Eaten Alive is one of the most notorious films in the Italian cannibal cycle of the late 1970s and early 1980s. A vibrant mix that boasts the prophetic white man amongst the savages of Apocalypse Now (or Joseph Conrad’s novel Heart of Darkness, if we are being precise), the sand-coloured focus on native rituals of Cannibal Holocaust, and the gory excesses of Cannibal Ferox (which swiftly followed the release of this film one year later), Eaten Alive! relocates the Jonestone Massacre to an unspecified Indian jungle teeming with flesh-eating, bone-yielding savages.
The ensemble does indeed feel, as lead man Mark (Robert Kerman) puts it, ‘like going back 5,000 years to the stone age’, but one where dark ‘native’ rituals seamlessly co-habit with poison-induced brainwashing and extreme eco-horror.

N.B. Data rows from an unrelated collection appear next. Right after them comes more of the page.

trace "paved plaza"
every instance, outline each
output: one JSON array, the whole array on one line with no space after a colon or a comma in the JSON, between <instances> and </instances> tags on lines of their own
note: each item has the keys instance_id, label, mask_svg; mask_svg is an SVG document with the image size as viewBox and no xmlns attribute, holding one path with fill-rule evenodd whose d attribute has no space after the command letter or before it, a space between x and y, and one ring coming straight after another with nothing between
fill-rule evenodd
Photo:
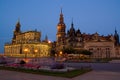
<instances>
[{"instance_id":1,"label":"paved plaza","mask_svg":"<svg viewBox=\"0 0 120 80\"><path fill-rule=\"evenodd\" d=\"M120 64L111 63L66 63L68 66L80 67L91 65L93 71L74 77L36 75L15 71L0 70L0 80L120 80Z\"/></svg>"},{"instance_id":2,"label":"paved plaza","mask_svg":"<svg viewBox=\"0 0 120 80\"><path fill-rule=\"evenodd\" d=\"M120 73L108 71L91 71L75 78L62 78L0 70L0 80L120 80Z\"/></svg>"}]
</instances>

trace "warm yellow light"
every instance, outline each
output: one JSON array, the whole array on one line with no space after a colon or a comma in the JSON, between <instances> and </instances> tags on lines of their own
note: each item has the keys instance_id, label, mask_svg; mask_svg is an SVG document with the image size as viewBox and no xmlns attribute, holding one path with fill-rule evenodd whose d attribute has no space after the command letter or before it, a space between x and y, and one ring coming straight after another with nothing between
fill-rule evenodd
<instances>
[{"instance_id":1,"label":"warm yellow light","mask_svg":"<svg viewBox=\"0 0 120 80\"><path fill-rule=\"evenodd\" d=\"M48 41L48 43L51 43L51 41Z\"/></svg>"},{"instance_id":2,"label":"warm yellow light","mask_svg":"<svg viewBox=\"0 0 120 80\"><path fill-rule=\"evenodd\" d=\"M25 51L25 52L27 52L27 51L28 51L28 49L27 49L27 48L25 48L25 49L24 49L24 51Z\"/></svg>"}]
</instances>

In fact, the one thing that significantly keeps the film from being just another cliché-ridden cannibal exploitation flick is the innovative introduction of Jonas (Ivan Rassimov), whose idealistic dream of a return to nature dangerously blends in with tyranny and constructs in his figure an interesting Kurtzian prophetic savant.
Although the gender politics are as shaky as those of other films in the cannibal cycle – Eaten Alive has its share of women being slapped into reason or gratuitously gang-raped – and the stilted acting is only accentuated by the deadpan dubbing, the film is well-paced and almost unpredictable. For instances, there is no real explanation for the snake dildo that Jonas uses on Sheila (Janet Agren), but then the camera does not linger there. Its purpose or logic remains as mysterious as the drives behind Jonas’ enforced mass-suicide. The reflectionist commentary of Cannibal Holocaust is obviously missing here, and its collection of atrocities being visited on (mostly) female bodies is little more than standard gore-fare, but there is a certain urge to the film that is difficult to describe. It is almost as if the film could not quite decide what it wanted to be and attempted to cover its back by touching upon key genre elements. To some this will inevitably mean that the film is derivative and/or lacking in actual plot, but its structure might also be seen to be enhancing the dreamlike quality that is emphasised towards the middle of the film.

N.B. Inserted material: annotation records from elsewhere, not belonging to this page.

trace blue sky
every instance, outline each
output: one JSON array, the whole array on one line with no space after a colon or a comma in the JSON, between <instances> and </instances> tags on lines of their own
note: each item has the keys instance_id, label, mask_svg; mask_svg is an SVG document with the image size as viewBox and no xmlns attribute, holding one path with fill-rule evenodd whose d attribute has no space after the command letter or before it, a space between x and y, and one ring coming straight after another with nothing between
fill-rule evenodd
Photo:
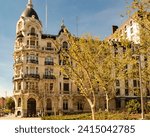
<instances>
[{"instance_id":1,"label":"blue sky","mask_svg":"<svg viewBox=\"0 0 150 137\"><path fill-rule=\"evenodd\" d=\"M28 0L0 0L0 97L13 94L13 46L16 23ZM47 0L49 34L57 34L62 19L72 34L91 34L103 39L112 33L112 25L120 25L125 18L127 1L132 0ZM46 0L33 0L34 9L45 31Z\"/></svg>"}]
</instances>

In terms of its potential interest for gore fans, there are a few extreme moments buried amongst other more subtle or muted scenes of violence where either the camera looks away or vision is blocked by an object. The last fifteen minutes include a particularly gory scene which, although largely inept and unconvincing in places, could probably rival Zombie Flesh Eaters’ anthropophagous heights. Interestingly enough, as with Cannibal Holocaust, the most difficult scenes to watch for a contemporary viewer are probably those of violence against animals.

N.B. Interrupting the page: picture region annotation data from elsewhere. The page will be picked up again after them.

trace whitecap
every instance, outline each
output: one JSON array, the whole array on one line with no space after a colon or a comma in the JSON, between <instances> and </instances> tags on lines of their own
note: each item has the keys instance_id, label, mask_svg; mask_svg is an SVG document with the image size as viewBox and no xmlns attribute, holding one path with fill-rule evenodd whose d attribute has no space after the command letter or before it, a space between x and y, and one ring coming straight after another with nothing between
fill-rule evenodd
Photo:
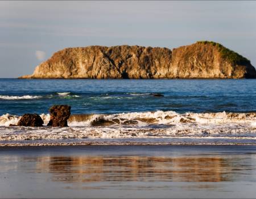
<instances>
[{"instance_id":1,"label":"whitecap","mask_svg":"<svg viewBox=\"0 0 256 199\"><path fill-rule=\"evenodd\" d=\"M70 92L57 93L57 94L61 96L65 96L69 94Z\"/></svg>"}]
</instances>

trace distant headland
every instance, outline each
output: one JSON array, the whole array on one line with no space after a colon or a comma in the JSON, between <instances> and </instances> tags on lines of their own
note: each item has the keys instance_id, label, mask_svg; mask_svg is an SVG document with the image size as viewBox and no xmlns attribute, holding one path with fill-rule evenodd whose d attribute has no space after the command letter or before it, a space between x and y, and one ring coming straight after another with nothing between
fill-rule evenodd
<instances>
[{"instance_id":1,"label":"distant headland","mask_svg":"<svg viewBox=\"0 0 256 199\"><path fill-rule=\"evenodd\" d=\"M220 44L197 42L172 50L138 45L68 48L20 78L256 78L250 61Z\"/></svg>"}]
</instances>

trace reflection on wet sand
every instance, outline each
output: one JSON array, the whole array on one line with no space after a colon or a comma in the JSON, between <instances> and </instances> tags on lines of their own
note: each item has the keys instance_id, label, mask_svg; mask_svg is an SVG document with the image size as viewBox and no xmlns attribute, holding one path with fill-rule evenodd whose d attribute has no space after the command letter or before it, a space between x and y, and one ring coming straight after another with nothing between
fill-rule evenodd
<instances>
[{"instance_id":1,"label":"reflection on wet sand","mask_svg":"<svg viewBox=\"0 0 256 199\"><path fill-rule=\"evenodd\" d=\"M236 170L230 159L220 157L42 156L26 161L36 162L34 172L68 183L220 182L232 180Z\"/></svg>"}]
</instances>

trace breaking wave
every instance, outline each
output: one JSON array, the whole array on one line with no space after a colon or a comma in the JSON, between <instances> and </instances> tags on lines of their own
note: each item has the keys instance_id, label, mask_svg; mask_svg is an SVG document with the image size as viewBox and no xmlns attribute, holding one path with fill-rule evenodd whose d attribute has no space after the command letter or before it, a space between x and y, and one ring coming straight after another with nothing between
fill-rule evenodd
<instances>
[{"instance_id":1,"label":"breaking wave","mask_svg":"<svg viewBox=\"0 0 256 199\"><path fill-rule=\"evenodd\" d=\"M26 127L9 127L10 124L16 124L20 116L9 114L1 116L0 142L143 138L147 142L152 138L189 137L197 142L198 138L204 140L206 139L208 142L222 138L220 142L224 143L239 140L256 144L256 113L179 114L157 111L108 115L74 114L68 119L68 127L47 127L49 114L43 114L40 117L46 126Z\"/></svg>"},{"instance_id":2,"label":"breaking wave","mask_svg":"<svg viewBox=\"0 0 256 199\"><path fill-rule=\"evenodd\" d=\"M6 114L0 117L0 126L16 124L20 116ZM49 114L40 115L45 123L49 120ZM148 111L119 113L114 114L73 114L68 119L70 126L131 126L142 127L168 126L190 124L200 125L242 125L256 126L256 113L185 113L175 111Z\"/></svg>"},{"instance_id":3,"label":"breaking wave","mask_svg":"<svg viewBox=\"0 0 256 199\"><path fill-rule=\"evenodd\" d=\"M43 97L38 96L0 96L0 99L6 100L31 100L38 99Z\"/></svg>"}]
</instances>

Unlike the excessive colour and histrionics that accompany the murders of humans in the film, the slaughtering of a crocodile early on the film is effective because there is no obvious artifice. If it is true that there is self-indulgent (or just plain lazy) lingering over sequences of animal fighting or eating each other, this gives the film the certain National Geographic feel that it seems to be looking to attain in places. This violence acts as a counterpoint to the hacking of bodies and visceral curiosity that permeates part of Eaten Alive!: here the camera remains curious, but not invasive. It is a shame that the poor ending reduces the film to little more than an encounter with prehistoric men, as there was a potential here for connecting fanaticism and tribal beliefs that is not quite followed through.